Siamo nel bel mezzo della seconda ondati di contagi da coronavirus in Italia, con la prospettiva di un Natale anomalo, senza riunioni in famiglia e grandi festeggiamenti, per evitare quella che già in molti definiscono “terza ondata” di contagi a gennaio. Ma una terza ondata dopo le feste di Natale e Capodanno “non l’ha necessariamente ordinata il dottore“, quindi va fatto il possibile per scongiurarla. “Se non prendiamo tutte le necessarie precauzioni, e non continuiamo a mantenerle, non posso che accodarmi alle posizioni già espresse da alcuni miei illustri colleghi e dire che la ripresa della malattia a gennaio è un fatto quasi scontato“, ha detto Massimo Galli, primario infettivologo dell’ospedale Sacco di Milano e docente all’università Statale cittadina.
Galli rilancia un richiamo alla responsabilità – individuale e istituzionale – anche in vista del passaggio della Lombardia da zona arancione a zona gialla. “Non ci possiamo permettere di non essere prudenti – spiega all’Adnkronos Salute – E’ una banalità, ma tutti i segnali che tirano verso il ‘liberi tutti’ diventano pericolosi“. Quella che viviamo “è oggettivamente una situazione che non consente in linea generale, e in particolare in alcune zone della Lombardia in cui il virus è comunque ancora molto presente, di applicare degli avventurismi, di avere atteggiamenti” che poi possono comportare effetti “estremamente negativi“. Galli ammette che tutto sembra un po’ “scaricato sui cittadini“, ma innegabilmente “la responsabilità individuale è un fatto importante – ammonisce – Non possiamo andare nei luoghi dove più facilmente le persone si concentrano e rimanere stupiti dicendo ‘ma guarda quanta gente c’è!’. La domanda è ‘e tu? Anche tu sei lì insieme a loro'”.

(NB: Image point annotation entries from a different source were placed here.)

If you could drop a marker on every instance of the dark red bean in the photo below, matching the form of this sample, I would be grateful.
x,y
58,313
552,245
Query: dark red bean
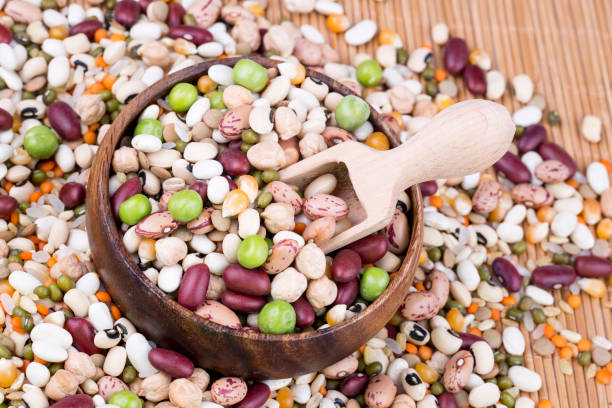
x,y
474,79
83,334
87,27
553,276
446,400
370,248
591,266
428,188
455,56
506,274
175,14
74,401
257,395
347,292
241,302
345,266
194,285
354,384
304,313
552,151
64,120
8,205
127,12
234,162
5,35
247,281
170,362
6,120
125,191
513,168
72,194
196,35
531,139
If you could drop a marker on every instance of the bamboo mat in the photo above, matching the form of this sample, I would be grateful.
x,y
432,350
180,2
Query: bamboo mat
x,y
565,47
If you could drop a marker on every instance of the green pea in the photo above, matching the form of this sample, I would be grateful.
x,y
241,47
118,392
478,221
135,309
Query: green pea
x,y
182,96
134,209
252,252
276,317
150,127
185,205
352,112
40,142
373,283
125,399
250,74
369,73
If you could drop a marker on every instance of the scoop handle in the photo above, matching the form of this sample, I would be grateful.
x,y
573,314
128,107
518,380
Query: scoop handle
x,y
463,139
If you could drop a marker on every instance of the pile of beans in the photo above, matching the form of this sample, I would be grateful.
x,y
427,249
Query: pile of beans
x,y
67,71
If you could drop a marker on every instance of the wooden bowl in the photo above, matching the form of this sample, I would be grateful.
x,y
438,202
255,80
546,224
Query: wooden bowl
x,y
216,347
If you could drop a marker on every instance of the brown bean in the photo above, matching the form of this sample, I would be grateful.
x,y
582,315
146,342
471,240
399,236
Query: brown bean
x,y
246,281
345,266
194,285
531,139
513,168
474,79
455,56
591,266
170,362
553,276
370,248
64,120
552,151
241,302
196,35
506,274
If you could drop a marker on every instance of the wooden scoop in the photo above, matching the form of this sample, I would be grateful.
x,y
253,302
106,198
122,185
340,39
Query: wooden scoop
x,y
465,138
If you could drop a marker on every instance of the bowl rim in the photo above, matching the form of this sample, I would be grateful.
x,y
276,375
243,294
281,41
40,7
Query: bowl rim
x,y
159,89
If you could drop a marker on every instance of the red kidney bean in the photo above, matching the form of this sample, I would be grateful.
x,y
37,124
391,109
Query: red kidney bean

Certo che “è una situazione non facile – osserva l’infettivologo – in cui avere posizioni fortemente restrittive è evidentemente triste e limitante, però è così“. Oltre all’invito a mantenere comportamenti di estrema prudenza Galli rivolge anche un messaggio ai decisori politici: “Le chiusure sono una resistenza passiva”, fa notare, mentre “io credo che si debba cambiare registro in un’altra direzione”, quella della “resistenza attiva” ossia di “interventi di altro genere e più incisivi. Per esempio un utilizzo estensivo dei test, o misure che riescano veramente a migliorare e organizzare i trasporti, solo per citare un settore. Il punto – conclude lo specialista – è che per svariati mesi la convivenza con questa infezione è ancora obbligata”.